Trading strategies and backtesting#

I think that good quant investment managers … can really be thought of as financial economists who have codified their beliefs into a repeatable process. They are distinguished by diversification, sticking to their process with discipline, and the ability to engineer portfolio characteristics. — Cliff Asness of AQR (2007)

Broadly speaking, quantitative investing tries to turn an investment thesis into a repeatable process. The thesis is often model driven, perhaps related to some economic rationale that repeats itself. For example, maybe stocks with certain characteristics generate positive risk-adjusted returns, on average.

This process means using historical or simulated data to test a hypothesis. This is called backtesting – there’s an entire literature on the best way to do this. We’ll look at two complementary approaches: building and testing trading strategies with the bt package, and evaluating alpha factors with alphalens.

Note

Backtesting is seductive. It’s easy to find strategies that “work” in historical data but fail going forward. A healthy skepticism of backtest results is one of the most important things you can develop.

What you’ll learn#

By the end of this chapter, you should be able to:

  • Build and backtest trading strategies in Python using the bt package

  • Construct signal-based strategies like SMA crossovers and momentum

  • Evaluate strategy performance using Sharpe ratio, drawdowns, and other metrics

  • Understand the pitfalls of backtesting: overfitting, look-ahead bias, survivorship bias

  • Use alphalens to analyze whether a factor (like momentum) actually predicts returns

  • Interpret factor tear sheets: returns by quantile, information coefficient, and turnover

Chapter structure#

Section

Topic

Key Ideas

Backtesting with BT

Building and testing trading strategies

Equal-weight, SMA crossover, momentum, transaction costs, in-sample vs. out-of-sample

Factor Analysis with Alphalens

Evaluating alpha factors

Momentum factor, long-short portfolios, quantile returns, information coefficient, tear sheets

Key references#

Using AI for trading strategies#

AI tools are particularly helpful here:

  • Writing bt strategies: “Help me build a bt strategy that buys stocks above their 200-day moving average”

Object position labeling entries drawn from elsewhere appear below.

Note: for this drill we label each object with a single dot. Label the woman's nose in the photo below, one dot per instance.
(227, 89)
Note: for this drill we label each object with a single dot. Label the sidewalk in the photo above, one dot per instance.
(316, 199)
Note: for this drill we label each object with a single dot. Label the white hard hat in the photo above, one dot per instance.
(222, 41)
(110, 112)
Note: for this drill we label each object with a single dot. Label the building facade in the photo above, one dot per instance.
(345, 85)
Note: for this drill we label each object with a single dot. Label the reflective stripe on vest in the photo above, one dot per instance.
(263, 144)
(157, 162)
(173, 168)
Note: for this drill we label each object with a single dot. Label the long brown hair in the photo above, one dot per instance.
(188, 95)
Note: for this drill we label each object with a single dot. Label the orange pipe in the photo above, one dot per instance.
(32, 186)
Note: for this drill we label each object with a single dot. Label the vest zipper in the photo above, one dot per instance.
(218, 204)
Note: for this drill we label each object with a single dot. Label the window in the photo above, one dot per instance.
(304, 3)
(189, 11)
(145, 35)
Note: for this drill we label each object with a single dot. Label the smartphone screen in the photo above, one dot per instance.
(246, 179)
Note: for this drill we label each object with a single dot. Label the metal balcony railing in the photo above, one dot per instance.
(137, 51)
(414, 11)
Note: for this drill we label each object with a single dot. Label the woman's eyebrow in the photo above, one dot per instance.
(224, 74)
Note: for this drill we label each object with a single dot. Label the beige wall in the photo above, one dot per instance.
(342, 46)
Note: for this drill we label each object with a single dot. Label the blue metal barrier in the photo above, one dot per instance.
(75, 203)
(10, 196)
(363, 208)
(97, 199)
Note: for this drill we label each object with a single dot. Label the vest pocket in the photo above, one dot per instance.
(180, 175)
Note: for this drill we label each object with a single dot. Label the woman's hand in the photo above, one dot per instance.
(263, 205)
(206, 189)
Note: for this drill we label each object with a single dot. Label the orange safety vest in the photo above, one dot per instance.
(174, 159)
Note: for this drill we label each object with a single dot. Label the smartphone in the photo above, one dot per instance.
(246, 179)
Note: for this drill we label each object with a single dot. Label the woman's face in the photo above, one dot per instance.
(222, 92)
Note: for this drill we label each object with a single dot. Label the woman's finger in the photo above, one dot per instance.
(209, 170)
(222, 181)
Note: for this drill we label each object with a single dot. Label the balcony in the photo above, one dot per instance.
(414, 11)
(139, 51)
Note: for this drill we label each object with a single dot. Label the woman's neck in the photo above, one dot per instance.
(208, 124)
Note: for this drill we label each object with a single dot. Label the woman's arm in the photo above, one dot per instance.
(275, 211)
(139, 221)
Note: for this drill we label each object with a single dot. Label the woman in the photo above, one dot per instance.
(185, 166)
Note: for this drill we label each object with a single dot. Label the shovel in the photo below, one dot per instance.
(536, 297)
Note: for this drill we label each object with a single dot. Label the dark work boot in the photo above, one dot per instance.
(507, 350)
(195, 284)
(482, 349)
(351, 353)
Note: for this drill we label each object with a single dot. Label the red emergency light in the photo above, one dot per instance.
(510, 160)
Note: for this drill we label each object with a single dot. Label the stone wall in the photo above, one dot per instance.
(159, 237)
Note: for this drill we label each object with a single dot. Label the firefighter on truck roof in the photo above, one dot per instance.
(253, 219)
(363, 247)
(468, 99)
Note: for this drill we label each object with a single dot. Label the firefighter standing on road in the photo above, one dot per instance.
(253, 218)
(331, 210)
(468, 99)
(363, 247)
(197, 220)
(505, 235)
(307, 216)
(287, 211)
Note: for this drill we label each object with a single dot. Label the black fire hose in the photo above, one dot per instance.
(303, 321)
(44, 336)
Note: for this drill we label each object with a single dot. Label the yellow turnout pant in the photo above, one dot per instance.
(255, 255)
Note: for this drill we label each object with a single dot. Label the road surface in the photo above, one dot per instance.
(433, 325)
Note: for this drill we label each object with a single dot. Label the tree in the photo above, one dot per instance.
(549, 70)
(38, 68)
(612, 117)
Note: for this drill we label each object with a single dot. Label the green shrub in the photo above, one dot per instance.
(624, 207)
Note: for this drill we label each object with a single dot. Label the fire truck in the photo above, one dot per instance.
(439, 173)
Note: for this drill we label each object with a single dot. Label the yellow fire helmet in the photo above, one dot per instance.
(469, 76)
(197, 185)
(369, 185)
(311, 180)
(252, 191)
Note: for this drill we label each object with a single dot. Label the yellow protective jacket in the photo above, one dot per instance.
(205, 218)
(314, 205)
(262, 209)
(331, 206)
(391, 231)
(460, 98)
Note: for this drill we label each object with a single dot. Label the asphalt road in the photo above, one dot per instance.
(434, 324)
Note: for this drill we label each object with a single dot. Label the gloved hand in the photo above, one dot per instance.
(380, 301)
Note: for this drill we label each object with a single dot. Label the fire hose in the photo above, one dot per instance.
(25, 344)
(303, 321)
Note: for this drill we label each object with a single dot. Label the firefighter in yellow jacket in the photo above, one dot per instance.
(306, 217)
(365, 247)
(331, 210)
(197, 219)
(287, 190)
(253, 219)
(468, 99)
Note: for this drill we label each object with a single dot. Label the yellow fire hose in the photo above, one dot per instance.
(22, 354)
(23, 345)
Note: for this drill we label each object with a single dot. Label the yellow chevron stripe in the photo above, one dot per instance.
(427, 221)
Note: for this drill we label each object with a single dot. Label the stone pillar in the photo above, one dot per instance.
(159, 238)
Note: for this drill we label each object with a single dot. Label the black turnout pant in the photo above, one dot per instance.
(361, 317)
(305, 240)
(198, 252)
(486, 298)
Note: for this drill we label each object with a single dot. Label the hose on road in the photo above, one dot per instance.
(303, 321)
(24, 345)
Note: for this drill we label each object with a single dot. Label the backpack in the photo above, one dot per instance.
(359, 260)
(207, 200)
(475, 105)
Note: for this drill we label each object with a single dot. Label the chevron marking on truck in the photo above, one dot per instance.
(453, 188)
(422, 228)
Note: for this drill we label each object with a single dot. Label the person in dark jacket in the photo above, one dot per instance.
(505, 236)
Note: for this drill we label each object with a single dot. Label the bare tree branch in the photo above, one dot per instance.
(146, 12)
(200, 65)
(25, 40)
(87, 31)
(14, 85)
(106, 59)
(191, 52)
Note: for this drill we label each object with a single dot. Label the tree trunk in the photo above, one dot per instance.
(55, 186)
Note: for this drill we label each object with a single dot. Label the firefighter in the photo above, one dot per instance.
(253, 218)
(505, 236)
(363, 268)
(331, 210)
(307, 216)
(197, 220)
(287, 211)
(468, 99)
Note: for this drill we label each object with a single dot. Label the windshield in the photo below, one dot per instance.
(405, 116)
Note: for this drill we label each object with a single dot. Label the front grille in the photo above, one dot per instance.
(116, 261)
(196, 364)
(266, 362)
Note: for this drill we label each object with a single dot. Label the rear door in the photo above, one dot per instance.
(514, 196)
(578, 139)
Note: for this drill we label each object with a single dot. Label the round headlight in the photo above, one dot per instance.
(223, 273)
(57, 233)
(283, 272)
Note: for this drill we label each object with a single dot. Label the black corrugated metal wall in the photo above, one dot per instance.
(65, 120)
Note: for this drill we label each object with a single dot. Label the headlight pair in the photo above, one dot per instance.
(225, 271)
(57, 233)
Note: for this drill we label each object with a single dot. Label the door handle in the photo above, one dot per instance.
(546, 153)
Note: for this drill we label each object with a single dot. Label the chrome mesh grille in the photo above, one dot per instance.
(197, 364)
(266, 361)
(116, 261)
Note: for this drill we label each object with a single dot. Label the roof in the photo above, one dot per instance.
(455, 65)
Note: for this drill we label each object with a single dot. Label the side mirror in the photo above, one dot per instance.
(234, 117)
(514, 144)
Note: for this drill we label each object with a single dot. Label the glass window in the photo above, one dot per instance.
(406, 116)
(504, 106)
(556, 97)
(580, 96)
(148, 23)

  • Interpreting results: Paste backtest output into Claude and ask “Is this strategy any good?”

  • Debugging: “Why is my backtest throwing an error about NaN prices?”

  • Factor construction: “How do I calculate a 12-1 momentum factor for a universe of stocks?”

Tip

When asking AI about trading strategies, be specific about your universe (what stocks?), your signal (what triggers a trade?), and your rebalancing frequency (how often?). Vague prompts lead to generic answers.